In humans, markers diagnostic for haplotypes, so called tag SNPs, are often transferable between populations because of haplotype sharing and populations having common haploblock boundaries . In the chicken, haploblock boundaries show little overlap between populations, and haplotype sharing between populations is low. This difference between the two species could be the result of differences in demography, with the block-like structure of haplotype variation in humans being the result of population expansion in the past 10+ thousand of years originating from a population with an effective size of thousands to tens of thousands at most . Conversely, the present study finds evidence for population contraction in chicken, which is consistent with the relatively small number of long haplotypes and levels of haplotype homozygosity. These long current haplotypes are expected to be a mosaic of a much higher diversity of small past haplotypes, similar to what is observed in dogs . The ancient small haplotypes that make up today' s longer haplotypes, therefore, do not result in a very high r2 (unless inbreeding becomes very high and only a very small number of haplotypes remain). They do, however, result in high D' as the inbreeding erodes away many of the possible - and previously existing - haplotypes in a population. D' will more often result in high LD values when only part of all possible haplotypes are present compared to r2[32, 33]. Since the block construction methods applied here were based on D' it was not surprising to find considerable block structure - albeit often found in small blocks.
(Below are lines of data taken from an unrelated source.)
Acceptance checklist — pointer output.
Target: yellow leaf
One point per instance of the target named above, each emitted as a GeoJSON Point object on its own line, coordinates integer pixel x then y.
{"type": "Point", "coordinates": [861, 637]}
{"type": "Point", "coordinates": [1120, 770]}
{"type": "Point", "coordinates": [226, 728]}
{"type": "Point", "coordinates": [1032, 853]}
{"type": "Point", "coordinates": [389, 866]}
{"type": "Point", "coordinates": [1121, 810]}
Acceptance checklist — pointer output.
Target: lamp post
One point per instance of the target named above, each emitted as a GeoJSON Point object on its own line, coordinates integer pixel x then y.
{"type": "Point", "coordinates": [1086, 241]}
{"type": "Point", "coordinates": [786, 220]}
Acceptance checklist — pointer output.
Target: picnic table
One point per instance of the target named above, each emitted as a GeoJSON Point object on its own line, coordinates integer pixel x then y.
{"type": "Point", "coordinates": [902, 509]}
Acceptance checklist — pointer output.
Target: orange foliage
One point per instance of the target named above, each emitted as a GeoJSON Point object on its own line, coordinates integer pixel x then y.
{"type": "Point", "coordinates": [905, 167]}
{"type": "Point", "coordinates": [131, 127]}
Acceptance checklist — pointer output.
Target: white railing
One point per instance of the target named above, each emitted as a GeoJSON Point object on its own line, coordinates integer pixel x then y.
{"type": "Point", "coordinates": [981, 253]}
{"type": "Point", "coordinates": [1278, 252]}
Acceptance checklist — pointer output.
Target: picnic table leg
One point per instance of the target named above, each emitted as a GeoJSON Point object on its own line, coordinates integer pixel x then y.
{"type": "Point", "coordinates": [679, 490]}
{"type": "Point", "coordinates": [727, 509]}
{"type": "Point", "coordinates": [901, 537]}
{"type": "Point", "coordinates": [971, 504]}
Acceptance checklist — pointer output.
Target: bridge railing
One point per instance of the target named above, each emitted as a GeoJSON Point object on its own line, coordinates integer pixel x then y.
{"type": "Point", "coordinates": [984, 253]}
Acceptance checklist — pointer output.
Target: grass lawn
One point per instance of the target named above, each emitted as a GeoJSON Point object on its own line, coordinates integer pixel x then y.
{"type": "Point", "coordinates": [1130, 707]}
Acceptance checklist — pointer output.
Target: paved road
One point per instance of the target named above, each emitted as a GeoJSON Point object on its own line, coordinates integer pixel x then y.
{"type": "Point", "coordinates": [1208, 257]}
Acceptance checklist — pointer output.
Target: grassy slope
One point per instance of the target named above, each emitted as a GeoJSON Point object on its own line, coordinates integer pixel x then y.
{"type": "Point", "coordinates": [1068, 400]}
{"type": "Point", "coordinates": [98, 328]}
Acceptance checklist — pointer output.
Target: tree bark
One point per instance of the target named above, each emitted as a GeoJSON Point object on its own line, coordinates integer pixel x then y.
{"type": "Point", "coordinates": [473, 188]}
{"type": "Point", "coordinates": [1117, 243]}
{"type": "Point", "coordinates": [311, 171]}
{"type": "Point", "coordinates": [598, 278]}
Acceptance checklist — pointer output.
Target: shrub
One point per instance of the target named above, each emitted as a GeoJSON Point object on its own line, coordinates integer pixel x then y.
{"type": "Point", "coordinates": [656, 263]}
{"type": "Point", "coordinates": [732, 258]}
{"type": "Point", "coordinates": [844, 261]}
The block structure in the genomes of layers may be exploited to make genome-wide marker assays with 10,000 to 20,000 well chosen tag SNPs that would cover around 70% of the genome, supplemented by a similar number of SNPs to survey the remaining ~30%. Since block structure is mostly at the scale of < 10 kb for the more outbred broiler populations, and LD (measured as r2) near 0.2 at a similar scale, the number of informative SNPs would need to be > 100,000. However, as tag SNPs are probably not highly transferable between commercial populations, a general purpose assay might even need many more markers than 100 K.
Understanding sharing of haplotypes between populations is of further importance as it determines the success of transferring genetic parameters from one population to another . The present study confirms the findings of Andreescu et al  in that high overlap in haplotypes between broilers exists. However, it appears to only exist between closely related populations. Transferability of marker information between more distantly related populations may be problematic. For the microchromosomes, haplotype sharing is very small even among the broilers, showing that population-to-population transferability of marker information should be treated differently for micro- and macrochromosomes at the same physical scale. Since genotype differentiation is also systematically higher for the microchromosomes, differences in haplotype sharing are likely the result of both increased mutation rate and recombination frequency for the microchromosomes.